SPATIALLY SELECTIVE URANIUM SERIES GEOCHRONOLOGY OF ACCESSORY MINERALS AND THE DURATION OF MAGMATIC CRYSTALLIZATION

Accessory mineral saturation and diffusion models have long indicated that quasi-instantaneous crystallization in magmas is unrealistic, but inheritance and parent-daughter disturbance (initial disequilibrium, or post-crystallization open system behavior) have limited the use of dissolution analysis to infer actual crystallization durations. These limitations are largely absent in spatially selective uranium-series geochronology of accessory minerals at high temporal resolution, in favorable instances at millennial time-scales. Because of low abundances of uranium-series isotopes near detection limits, accessory minerals from young igneous systems (<350 ka) are best suited for this approach. Most case studies have utilized volcanic zircon, but plutonic enclaves representing the crystal-dominated parts of magmatic reservoirs have also provided complementary information, as did studies of other accessory phases such as allanite, chevkinite, or pyrochlore. Dating is commonly based on ²³⁰Th/²³⁸U analysis by high-sensitivity secondary ionization mass spectrometry (SIMS), but ²³¹Pa/²³⁵U disequilibrium in zircon resulting from preferential partitioning of Pa relative to U (D_Pa/D_U = 3±1) has also been detected by SIMS analysis.

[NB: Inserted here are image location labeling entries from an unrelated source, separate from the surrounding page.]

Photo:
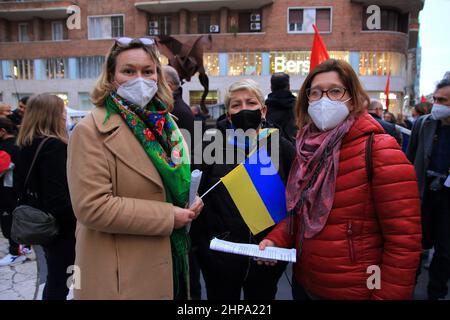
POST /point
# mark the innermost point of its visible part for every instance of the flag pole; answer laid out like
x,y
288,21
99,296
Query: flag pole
x,y
210,189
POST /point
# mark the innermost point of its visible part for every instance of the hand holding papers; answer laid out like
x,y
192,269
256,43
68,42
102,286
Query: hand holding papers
x,y
196,177
252,250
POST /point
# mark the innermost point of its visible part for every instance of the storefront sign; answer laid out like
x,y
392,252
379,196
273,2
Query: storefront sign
x,y
291,66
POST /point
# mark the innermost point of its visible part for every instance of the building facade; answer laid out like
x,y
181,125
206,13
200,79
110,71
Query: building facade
x,y
39,53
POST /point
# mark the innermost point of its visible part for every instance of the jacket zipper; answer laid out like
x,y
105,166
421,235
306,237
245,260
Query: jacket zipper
x,y
350,241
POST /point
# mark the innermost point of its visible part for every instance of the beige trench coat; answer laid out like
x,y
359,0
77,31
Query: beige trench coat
x,y
124,224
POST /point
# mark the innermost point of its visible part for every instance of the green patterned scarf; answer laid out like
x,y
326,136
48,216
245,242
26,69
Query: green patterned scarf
x,y
162,141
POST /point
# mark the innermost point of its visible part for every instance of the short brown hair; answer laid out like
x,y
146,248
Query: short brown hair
x,y
104,85
360,99
44,118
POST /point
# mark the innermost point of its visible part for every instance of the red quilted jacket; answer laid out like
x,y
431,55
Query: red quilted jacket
x,y
369,224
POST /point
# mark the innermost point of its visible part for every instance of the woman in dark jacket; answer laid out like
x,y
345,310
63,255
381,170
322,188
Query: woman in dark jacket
x,y
226,274
45,118
8,191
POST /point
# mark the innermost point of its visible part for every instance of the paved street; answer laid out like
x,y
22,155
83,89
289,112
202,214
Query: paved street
x,y
21,282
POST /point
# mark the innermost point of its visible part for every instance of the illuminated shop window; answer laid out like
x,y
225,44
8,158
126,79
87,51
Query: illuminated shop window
x,y
244,64
63,96
211,64
56,68
84,102
90,67
380,63
300,20
196,96
297,62
23,69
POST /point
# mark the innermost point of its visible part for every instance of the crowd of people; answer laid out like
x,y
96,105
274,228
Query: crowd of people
x,y
119,187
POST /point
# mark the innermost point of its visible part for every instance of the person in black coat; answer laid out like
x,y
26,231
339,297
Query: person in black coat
x,y
376,111
8,191
226,274
280,105
45,118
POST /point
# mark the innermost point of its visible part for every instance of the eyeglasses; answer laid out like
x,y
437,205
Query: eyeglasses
x,y
334,94
126,41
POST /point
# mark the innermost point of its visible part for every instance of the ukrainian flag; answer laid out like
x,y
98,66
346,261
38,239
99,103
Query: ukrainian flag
x,y
257,191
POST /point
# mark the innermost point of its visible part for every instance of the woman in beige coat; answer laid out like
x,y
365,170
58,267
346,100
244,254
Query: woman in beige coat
x,y
128,173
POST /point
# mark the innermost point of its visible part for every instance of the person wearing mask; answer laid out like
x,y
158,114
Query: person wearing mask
x,y
376,111
389,117
8,190
129,177
227,274
280,105
429,151
45,118
19,112
421,109
352,195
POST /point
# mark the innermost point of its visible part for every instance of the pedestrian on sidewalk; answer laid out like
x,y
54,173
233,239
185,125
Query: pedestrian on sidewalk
x,y
429,151
46,118
354,201
129,177
227,274
8,190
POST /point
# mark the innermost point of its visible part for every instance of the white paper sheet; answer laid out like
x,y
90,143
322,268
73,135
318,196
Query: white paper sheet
x,y
272,253
196,177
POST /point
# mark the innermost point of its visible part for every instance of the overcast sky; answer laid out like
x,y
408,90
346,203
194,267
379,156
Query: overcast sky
x,y
435,43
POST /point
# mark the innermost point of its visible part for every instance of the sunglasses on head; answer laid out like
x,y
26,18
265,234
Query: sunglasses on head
x,y
126,41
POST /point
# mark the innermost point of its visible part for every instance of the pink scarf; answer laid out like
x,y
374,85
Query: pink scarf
x,y
312,179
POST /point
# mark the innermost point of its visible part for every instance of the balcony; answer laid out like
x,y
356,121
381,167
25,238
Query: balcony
x,y
23,11
168,6
404,6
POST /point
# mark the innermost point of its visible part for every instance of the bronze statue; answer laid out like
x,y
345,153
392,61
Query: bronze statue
x,y
187,59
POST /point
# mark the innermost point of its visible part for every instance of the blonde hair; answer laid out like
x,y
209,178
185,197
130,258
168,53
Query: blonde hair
x,y
248,85
104,85
44,117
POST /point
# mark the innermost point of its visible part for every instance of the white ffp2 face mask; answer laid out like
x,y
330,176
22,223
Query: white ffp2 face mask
x,y
138,91
327,114
439,111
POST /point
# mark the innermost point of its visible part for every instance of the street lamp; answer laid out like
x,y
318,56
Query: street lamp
x,y
15,87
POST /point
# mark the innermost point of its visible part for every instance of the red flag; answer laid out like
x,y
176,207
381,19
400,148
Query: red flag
x,y
319,52
386,91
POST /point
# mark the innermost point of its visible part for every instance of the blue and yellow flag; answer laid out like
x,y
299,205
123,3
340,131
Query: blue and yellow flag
x,y
257,191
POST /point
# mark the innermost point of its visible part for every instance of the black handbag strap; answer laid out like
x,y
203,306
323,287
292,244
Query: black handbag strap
x,y
33,162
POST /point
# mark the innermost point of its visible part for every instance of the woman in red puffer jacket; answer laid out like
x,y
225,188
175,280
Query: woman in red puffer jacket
x,y
355,222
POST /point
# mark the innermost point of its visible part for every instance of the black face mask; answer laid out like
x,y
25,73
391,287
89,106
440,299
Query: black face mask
x,y
246,119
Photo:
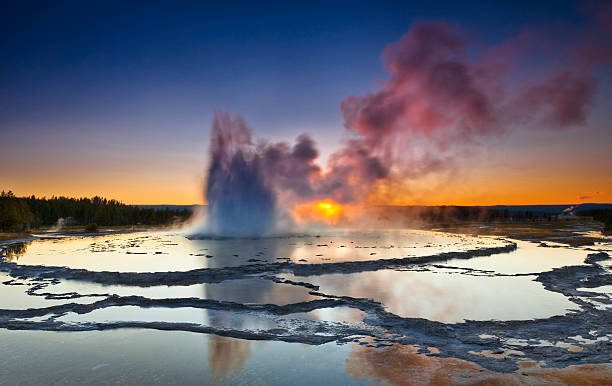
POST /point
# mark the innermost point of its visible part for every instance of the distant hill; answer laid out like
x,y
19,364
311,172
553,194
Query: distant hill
x,y
551,209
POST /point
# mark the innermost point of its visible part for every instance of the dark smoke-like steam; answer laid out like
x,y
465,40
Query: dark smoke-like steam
x,y
239,200
438,100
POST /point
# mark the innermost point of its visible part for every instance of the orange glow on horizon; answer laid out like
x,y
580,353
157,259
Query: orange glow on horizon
x,y
327,211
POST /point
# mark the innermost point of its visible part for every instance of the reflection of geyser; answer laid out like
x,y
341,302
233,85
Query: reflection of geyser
x,y
239,201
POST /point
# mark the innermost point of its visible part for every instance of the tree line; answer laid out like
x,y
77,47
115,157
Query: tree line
x,y
440,214
22,213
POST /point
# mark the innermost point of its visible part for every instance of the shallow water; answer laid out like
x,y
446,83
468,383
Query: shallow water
x,y
336,307
159,252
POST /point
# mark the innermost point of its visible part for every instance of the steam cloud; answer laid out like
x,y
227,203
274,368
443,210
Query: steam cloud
x,y
438,99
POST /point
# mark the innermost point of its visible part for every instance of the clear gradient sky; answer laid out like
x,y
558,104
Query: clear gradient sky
x,y
104,98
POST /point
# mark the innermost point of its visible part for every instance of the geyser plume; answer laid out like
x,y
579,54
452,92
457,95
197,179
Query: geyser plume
x,y
440,99
239,201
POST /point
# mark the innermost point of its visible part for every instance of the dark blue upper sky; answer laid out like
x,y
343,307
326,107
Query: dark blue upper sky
x,y
165,65
132,87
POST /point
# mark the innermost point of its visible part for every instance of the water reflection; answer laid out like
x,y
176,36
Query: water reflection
x,y
230,355
403,365
14,251
227,355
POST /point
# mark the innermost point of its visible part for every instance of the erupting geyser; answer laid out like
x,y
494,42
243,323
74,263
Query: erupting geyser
x,y
239,202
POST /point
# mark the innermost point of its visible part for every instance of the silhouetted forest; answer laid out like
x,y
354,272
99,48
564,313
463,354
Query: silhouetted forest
x,y
441,214
22,213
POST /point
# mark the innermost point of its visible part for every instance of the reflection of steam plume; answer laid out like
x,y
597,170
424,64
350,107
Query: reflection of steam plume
x,y
439,98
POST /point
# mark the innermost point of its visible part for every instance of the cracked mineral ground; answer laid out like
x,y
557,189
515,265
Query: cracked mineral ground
x,y
384,306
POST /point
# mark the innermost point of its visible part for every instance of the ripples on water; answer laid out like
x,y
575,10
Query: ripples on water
x,y
361,315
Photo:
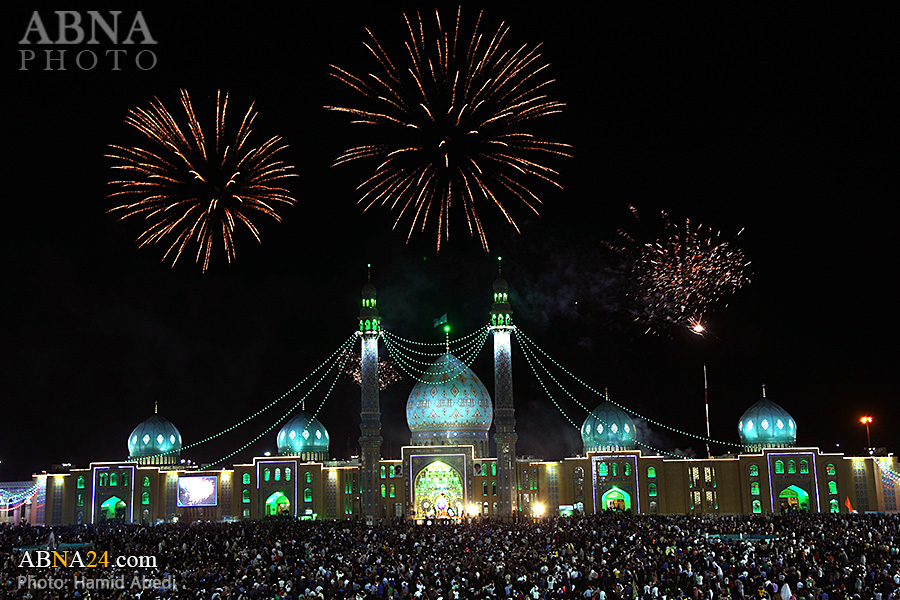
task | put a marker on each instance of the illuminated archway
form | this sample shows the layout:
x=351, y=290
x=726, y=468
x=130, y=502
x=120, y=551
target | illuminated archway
x=112, y=508
x=616, y=499
x=438, y=492
x=278, y=504
x=793, y=499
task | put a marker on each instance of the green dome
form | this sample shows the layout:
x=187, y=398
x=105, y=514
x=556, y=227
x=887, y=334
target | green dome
x=767, y=425
x=155, y=436
x=608, y=427
x=304, y=436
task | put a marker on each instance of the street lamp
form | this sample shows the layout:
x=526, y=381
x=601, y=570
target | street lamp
x=865, y=421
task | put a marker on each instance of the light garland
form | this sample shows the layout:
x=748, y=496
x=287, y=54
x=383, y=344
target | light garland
x=625, y=408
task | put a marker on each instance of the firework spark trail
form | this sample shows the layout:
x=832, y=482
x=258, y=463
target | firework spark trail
x=388, y=373
x=452, y=123
x=189, y=191
x=683, y=274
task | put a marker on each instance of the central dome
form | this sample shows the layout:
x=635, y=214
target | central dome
x=450, y=405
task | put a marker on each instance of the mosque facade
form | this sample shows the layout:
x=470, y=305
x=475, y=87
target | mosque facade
x=447, y=472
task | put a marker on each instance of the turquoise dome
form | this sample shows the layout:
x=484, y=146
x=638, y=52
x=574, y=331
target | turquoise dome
x=767, y=425
x=153, y=437
x=450, y=405
x=608, y=427
x=304, y=436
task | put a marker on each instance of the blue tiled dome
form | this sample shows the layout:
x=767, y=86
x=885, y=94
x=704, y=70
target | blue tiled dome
x=608, y=427
x=450, y=405
x=767, y=425
x=304, y=436
x=154, y=437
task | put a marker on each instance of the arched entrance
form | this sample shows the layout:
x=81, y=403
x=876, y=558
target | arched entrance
x=112, y=508
x=793, y=499
x=616, y=499
x=278, y=504
x=438, y=492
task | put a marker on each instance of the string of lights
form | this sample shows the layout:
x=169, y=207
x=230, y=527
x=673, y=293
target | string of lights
x=396, y=338
x=338, y=372
x=625, y=408
x=466, y=358
x=460, y=349
x=345, y=345
x=529, y=356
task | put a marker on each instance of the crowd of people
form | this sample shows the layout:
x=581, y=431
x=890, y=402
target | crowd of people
x=608, y=556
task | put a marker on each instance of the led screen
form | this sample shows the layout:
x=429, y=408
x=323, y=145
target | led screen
x=198, y=491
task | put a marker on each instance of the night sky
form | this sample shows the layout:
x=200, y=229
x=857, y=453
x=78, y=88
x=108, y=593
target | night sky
x=772, y=121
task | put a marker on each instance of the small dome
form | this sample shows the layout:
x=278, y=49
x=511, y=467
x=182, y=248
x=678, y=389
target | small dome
x=767, y=425
x=155, y=436
x=608, y=427
x=450, y=405
x=304, y=436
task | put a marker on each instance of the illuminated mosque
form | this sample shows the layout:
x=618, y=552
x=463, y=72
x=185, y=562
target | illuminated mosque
x=447, y=471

Zircon interior domains dated in sectioned crystals frequently predate eruption by ~10³ to ~10⁶ a, well beyond uncertainties of the eruption geochronometers (e.g., ⁴⁰Ar/³⁹Ar, ¹⁴C, U-Th/He). U-Th age depth profiling translates into crystallization rates for zircon of ~10^-13 cm s^-1 (at 750-800°C), overlapping with the faster ranges of modeled rates. Depth profiling and rim analyses of zircon crystal faces have also revealed that some crystals ceased to grow significantly prior to eruption, or record intermittent growth hiatuses. Possible explanations include resorption, sluggish crystallization during low temperature crystal residence, shielding by host crystal phases, or sub-solidus crystal storage. Magmatic longevity recorded at the crystal-scale cardinally transforms the interpretation of U-Pb crystal dissolution ages and precisions with implications for accurately quantifying the duration of magmatic and hydrothermal processes, as well as the precise dating of volcanic events from accessory mineral geochronology.